There is an end to long, suffering patience. Here and there the land is lit up by the fires of rebellion in a struggle against oppression and violence. Strikes of workers have multiplied, but the Bolshevik police régime has taken every precaution against the outbreak of the inevitable Third Revolution.

But in spite of it all it has come, and it is made by the hands of laboring masses. The Generals of Communism see clearly that it is the people who have risen, the people who have become convinced that the Communists have betrayed the ideas of Socialism. Fearing for their safety and knowing that there is no place they can hide in from the wrath of the workers, the Communists still try to terrorize the rebels with prison, shooting, and other barbarities. But life under the Communist dictatorship is more terrible than death...

There is no middle road. To triumph or to die! The example is being set by Kronstadt, the terror of counter-revolution from the right to and from the left. Here has taken place the great revolutionary deed. Here is raised the banner of rebellion against a three-year old tyranny and oppression of Communist autocracy, which has put in the shade the three-hundred-year old despotism of monarchism. Here, in Kronstadt, has been laid the cornerstone of the Third Revolution which is to break the last chains of the worker and open the new, broad road to Socialist creativity.

This new revolution will rouse the masses of the East and the West, and will serve as an example of new Socialist constructiveness, in contradistinction to the governmental, cut-and-dried Communist "construction". The laboring masses will learn that what has been done till now in the name of the workers and peasants was not Socialism.

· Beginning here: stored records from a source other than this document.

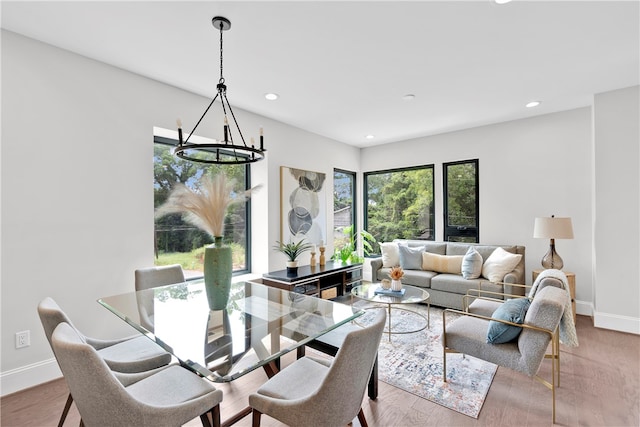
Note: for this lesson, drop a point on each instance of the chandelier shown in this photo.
(226, 151)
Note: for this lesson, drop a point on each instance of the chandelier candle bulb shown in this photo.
(179, 123)
(261, 140)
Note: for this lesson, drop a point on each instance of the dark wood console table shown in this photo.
(328, 281)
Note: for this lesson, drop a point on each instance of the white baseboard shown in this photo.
(616, 322)
(29, 376)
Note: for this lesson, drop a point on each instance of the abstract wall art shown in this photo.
(303, 206)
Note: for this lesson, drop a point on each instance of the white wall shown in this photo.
(77, 196)
(617, 209)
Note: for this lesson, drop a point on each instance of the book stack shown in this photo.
(382, 291)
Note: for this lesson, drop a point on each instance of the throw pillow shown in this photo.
(390, 254)
(411, 257)
(499, 263)
(471, 264)
(513, 310)
(441, 263)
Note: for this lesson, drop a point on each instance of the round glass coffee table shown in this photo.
(411, 295)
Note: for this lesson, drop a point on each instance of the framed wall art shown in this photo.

Without firing a single shot, without shedding a drop of blood, the first step has been taken. Those who labor need no blood. They will shed it only in self-defense... The workers and peasants march on: they are leaving behind them the utchredilka (Constituent Assembly) with its bourgeois régime and the Communist Party dictatorship with its Tcheka and State capitalism, which has put the noose around the neck of the workers and threaten to strangle them to death.

The present change offers the laboring masses the opportunity of securing, at last, freely elected Soviets which will function without fear of the Party whip; they can now reorganize the governmentalised labor unions into voluntary associations of workers, peasants, and working intelligentsia. At last is broken the police club of Communist autocracy.

That was the program, those the immediate demands, for which the Bolshevik government began the attack of Kronstadt at 6:45 P.M., March 7th, 1921.


Notes

[1] The Executive Committee of the Communist Party of Russia considered its Kronstadt Section so "demoralized" that after the defeat of the Kronstadt it ordered a complete re-registration of all Kronstadt Communists. A. B.

[2] The celebrated Trial of 193 in the early days of the revolutionary movement of Russia. It began in the latter part of 1877, closing in the first months of 1878. A.B.